I’m not keen on exercising, and that's an understatement. But I need to, not only as I get older, but because I'm sometimes a Mad Typist. I’ve adapted and accepted the inevitable, and now I do forms of exercise that I can enjoy, like tai chi, qigong, yoga, and walking. These have helped me enormously to shake off the aftereffects of all that typing, all that sitting, all those fingers flying. When I’m deep into a book and the writing hours are really demanding, I have to stretch and balance the body, or I’m gonna feel it later in aching and stiff muscles. So just about every morning, and most afternoons, I do some form of tai chi, qigong, and stretching. I’ll go for a walk if there’s time. Walking helps the brain--the same part of the brain that handles walking also handles problem solving. When I can get out for a walk (or do a walking exercise, like treadmill or elliptical), it works not only muscles, but that part of the brain that needs to figure out that next chapter. Oh cool! I can still work on the book and exercise! This is a great advantage for writer-holics.
Sometimes I see a chiropractor, who does a few gentle and mysterious tugs, and the alignment that he re-establishes helps keep my neck and back from tripping me up on marathon typing days.
Bless the chiropractors of the world!
When I’m deep in a deadline mode, I’ve got to be careful how I eat. Being a sensitive sort, too much of the stuff I love -- dairy, sugar, gluten, and other yummy things -- will turn me foggy, tired, and achy...and that can mean 1,000 words out the window right there. Water, water, water, also helps the brain.
Carbs and a little sugar are necessary for a madly thinking brain. It doesn’t do well on a lot of protein, at least mine doesn’t, so if I want to think clearly, I have to go with good quality, light foods and a lot of water or tea at deadline time. If I did the pizza and coffee thing for days running...I would do less work, not more. So I save the pizza for the celebration after a book is done, so I can be miserable at my leisure.
And for me, ergonomics has worked wonders. Since I started using an ergonomic keyboard years ago, some nagging wrist pains cleared up, only to return when I use a regular keyboard (like long sessions on a laptop).

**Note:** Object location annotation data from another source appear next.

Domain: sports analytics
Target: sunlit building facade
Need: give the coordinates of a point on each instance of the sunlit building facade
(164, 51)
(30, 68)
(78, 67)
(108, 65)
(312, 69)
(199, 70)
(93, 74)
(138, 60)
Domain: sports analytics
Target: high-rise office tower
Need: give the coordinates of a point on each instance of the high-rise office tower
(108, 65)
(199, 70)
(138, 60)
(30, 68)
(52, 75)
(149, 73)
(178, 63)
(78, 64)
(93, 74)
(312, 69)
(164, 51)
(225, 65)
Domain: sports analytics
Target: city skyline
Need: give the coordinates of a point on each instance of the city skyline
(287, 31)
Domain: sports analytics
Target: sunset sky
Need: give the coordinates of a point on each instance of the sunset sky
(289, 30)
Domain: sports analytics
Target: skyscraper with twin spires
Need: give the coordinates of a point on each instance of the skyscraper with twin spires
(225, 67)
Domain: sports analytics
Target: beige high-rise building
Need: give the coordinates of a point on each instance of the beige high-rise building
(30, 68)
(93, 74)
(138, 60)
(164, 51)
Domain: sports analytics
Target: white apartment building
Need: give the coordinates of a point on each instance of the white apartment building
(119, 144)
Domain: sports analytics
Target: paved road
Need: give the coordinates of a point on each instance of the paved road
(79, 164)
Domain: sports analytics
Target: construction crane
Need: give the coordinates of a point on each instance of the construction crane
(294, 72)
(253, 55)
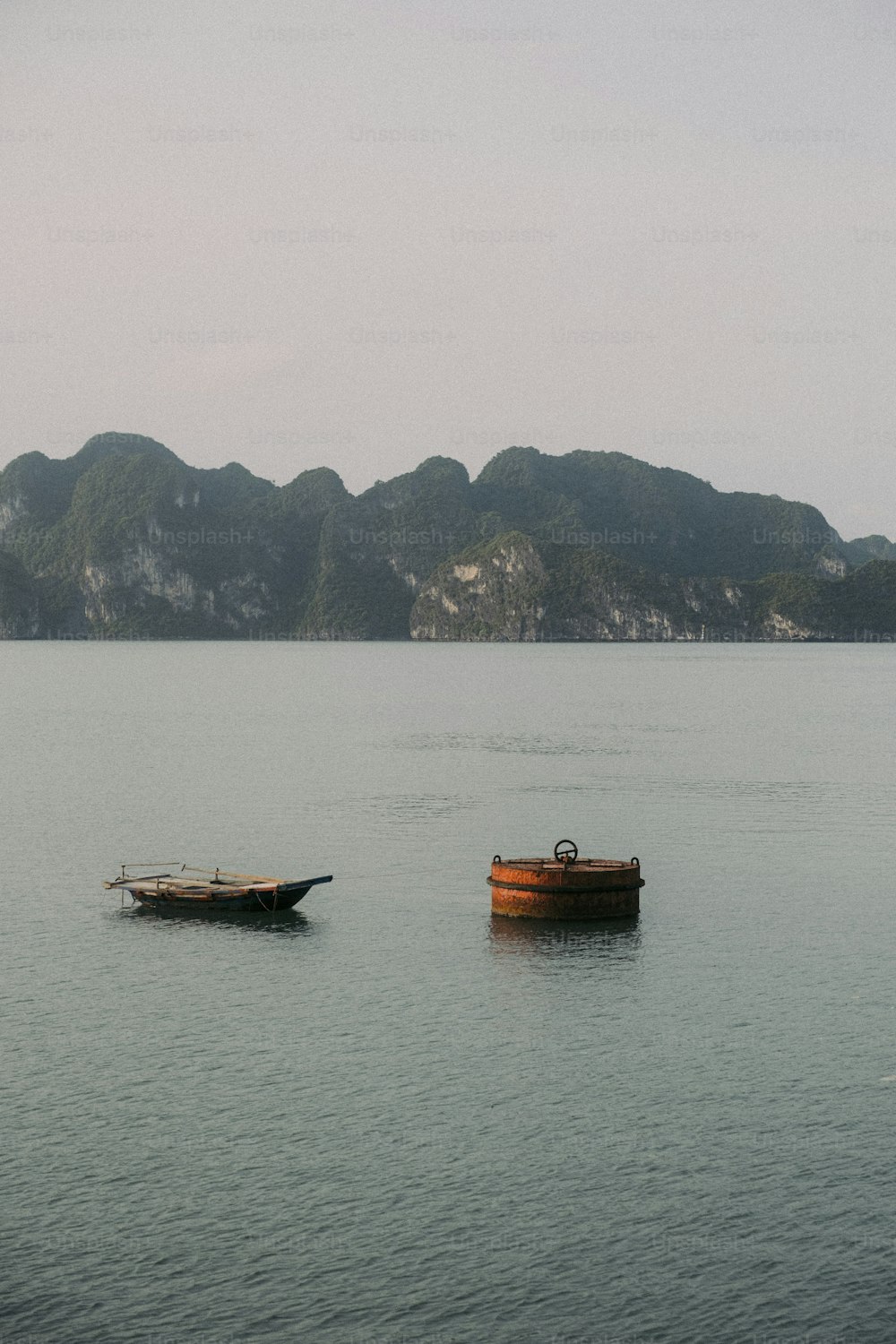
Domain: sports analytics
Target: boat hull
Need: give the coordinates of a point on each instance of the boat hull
(209, 900)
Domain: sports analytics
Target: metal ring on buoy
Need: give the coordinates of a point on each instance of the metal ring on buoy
(568, 855)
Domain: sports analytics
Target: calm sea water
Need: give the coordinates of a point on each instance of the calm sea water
(390, 1117)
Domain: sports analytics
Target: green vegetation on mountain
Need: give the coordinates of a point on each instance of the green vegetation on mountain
(124, 539)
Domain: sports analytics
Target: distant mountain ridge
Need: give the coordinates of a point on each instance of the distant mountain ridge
(125, 540)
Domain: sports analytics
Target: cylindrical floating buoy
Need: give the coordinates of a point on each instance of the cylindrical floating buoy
(565, 887)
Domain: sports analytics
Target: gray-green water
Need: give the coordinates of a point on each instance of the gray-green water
(389, 1117)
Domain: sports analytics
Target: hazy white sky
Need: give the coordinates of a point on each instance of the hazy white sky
(362, 234)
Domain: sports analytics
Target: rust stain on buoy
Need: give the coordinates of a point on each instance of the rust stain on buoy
(565, 887)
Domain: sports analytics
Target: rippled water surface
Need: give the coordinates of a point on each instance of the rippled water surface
(387, 1117)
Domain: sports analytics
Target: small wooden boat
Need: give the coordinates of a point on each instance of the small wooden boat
(212, 890)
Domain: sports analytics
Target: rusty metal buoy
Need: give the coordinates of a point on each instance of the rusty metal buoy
(564, 887)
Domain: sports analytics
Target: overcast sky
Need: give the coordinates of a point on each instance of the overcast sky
(360, 234)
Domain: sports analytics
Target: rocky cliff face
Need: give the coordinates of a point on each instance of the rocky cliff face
(124, 539)
(21, 616)
(495, 593)
(509, 589)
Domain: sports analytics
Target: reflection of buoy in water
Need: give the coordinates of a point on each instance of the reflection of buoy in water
(564, 887)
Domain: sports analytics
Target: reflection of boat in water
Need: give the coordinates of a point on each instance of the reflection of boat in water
(214, 892)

I had some lower back flare-ups that were awful, and occurring more often. The problems, I found out later (through trail-and-error, as well as the chiropractor) were related to proportion: Me vs. Furniture. Being 4'11" on a good day, often regular furniture just doesn’t fit me, and this includes regular office furniture: chairs are too big, the desk is too high, my feet don’t reach the floor, I need pillows and props everywhere just to do my job. And my back was talking, almost daily. Oww. (Tall people can have just as much difficulty with chairs and desks, too–it’s the average size person who does better with regular furniture).
A writer friend recommended an ergonomic chair, a Herman Miller Aeron Chair. I tried one of these in a store, and fell in love with it on the spot. It felt like heaven, after struggling with a high-quality but common design office chair. The Aeron is a mesh ergonomic chair that comes in 3 sizes. I got the smallest size for shorter people (the guy in the store said, You need an A; I’ve never sold an A before, we have to special order). What this chair did for my back was like magic: virtually overnight, the problems began to vanish, and haven’t come back (unless I spend long work hours in big people furniture). Then my husband got out the saw and lowered my desk several inches, which helped a lot too.
So between the daily stretches, the ergonomic keyboard, the munchkin desk and the magic chair –- I can handle those 20,000-word weekends without the writer hangover!
How about you all, what have you discovered that works for you?